Es berücksichtige zum Beispiel, wie stark die Länder mit niedrigem oder mittlerem Einkommen betroffen seien, die Rolle von Konflikten für die zunehmende Belastung und den Handlungsbedarf. Das bestätigte auch Catha­rina Boehme, stellvertretende Generaldirektorin der Abteilung External Relations and Governance der WHO. Sie betonte die Bedeutung der Erklärung und den Erfolg des Multilateralismus.

Es gibt noch viel zu tun

Das Mandat für das unabhängige Gremium sei sehr wichtig, so Davies weiter. Aber es dürfe nicht in die Politik der einzelnen Mitgliedsstaaten eingreifen.

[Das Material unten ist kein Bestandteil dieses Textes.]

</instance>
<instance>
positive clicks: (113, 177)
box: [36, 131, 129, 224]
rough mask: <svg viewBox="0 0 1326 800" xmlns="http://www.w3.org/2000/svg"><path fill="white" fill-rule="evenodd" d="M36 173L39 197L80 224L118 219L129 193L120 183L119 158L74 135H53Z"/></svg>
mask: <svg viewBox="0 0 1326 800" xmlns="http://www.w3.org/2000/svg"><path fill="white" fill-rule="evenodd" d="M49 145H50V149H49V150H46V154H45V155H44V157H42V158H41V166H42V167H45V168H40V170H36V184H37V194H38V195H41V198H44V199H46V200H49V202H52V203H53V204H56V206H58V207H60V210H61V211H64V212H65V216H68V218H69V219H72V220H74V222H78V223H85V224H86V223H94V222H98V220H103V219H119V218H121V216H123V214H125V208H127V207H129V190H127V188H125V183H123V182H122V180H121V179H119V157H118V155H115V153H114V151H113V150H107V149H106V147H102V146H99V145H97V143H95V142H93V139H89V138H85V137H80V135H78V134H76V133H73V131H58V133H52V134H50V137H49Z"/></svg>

Sie forderte weiterhin, dass das Gremium im Globalen Süden sitzen, den Globalen Süden einbeziehen, wissenschaftlich unabhängig sein und den One-Health-Ansatz verfolgen solle. Dem stimmte Boehme zu. Sie ergänzte als wichtige Punkte noch die Neutralität und die Diversität. „Das unabhängige Gremium kann und wird einen Unterschied machen.“

Bislang sei hinsichtlich des Kampfes gegen AMR noch nicht viel passiert sei, obwohl die WHO häufig darauf aufmerksam gemacht habe, führte Boehme aus. So hätten nur elf Prozent der Länder mit einem Aktionsplan auch ein Budget, um entsprechende Maßnahmen umsetzen zu können. „Meines Erachtens kann die Dringlichkeit dieser Bedrohung gar nicht hoch genug eingeschätzt werden, und doch wird sie oft nicht erkannt.“

Die Finanzierung sei immer eine große Herausforderung in Bezug auf die globale Gesundheit, sagte Muna Abu Sin, die beim Bundesministerium für Gesundheit für die AMR zuständig ist. Deutschland begrüße eine breitere Basis an finanzieller Unterstützung für den AMR-Multipartner-Treuhandfonds. Aber „weder der AMR- Multipart­ner-Treuhandfonds noch die in der UN-Erklärung erwähnten 100 Millionen US-Dollar werden ausreichen, um das Ziel zu erreichen.“ Es müssten weitere Schritte unternommen werden.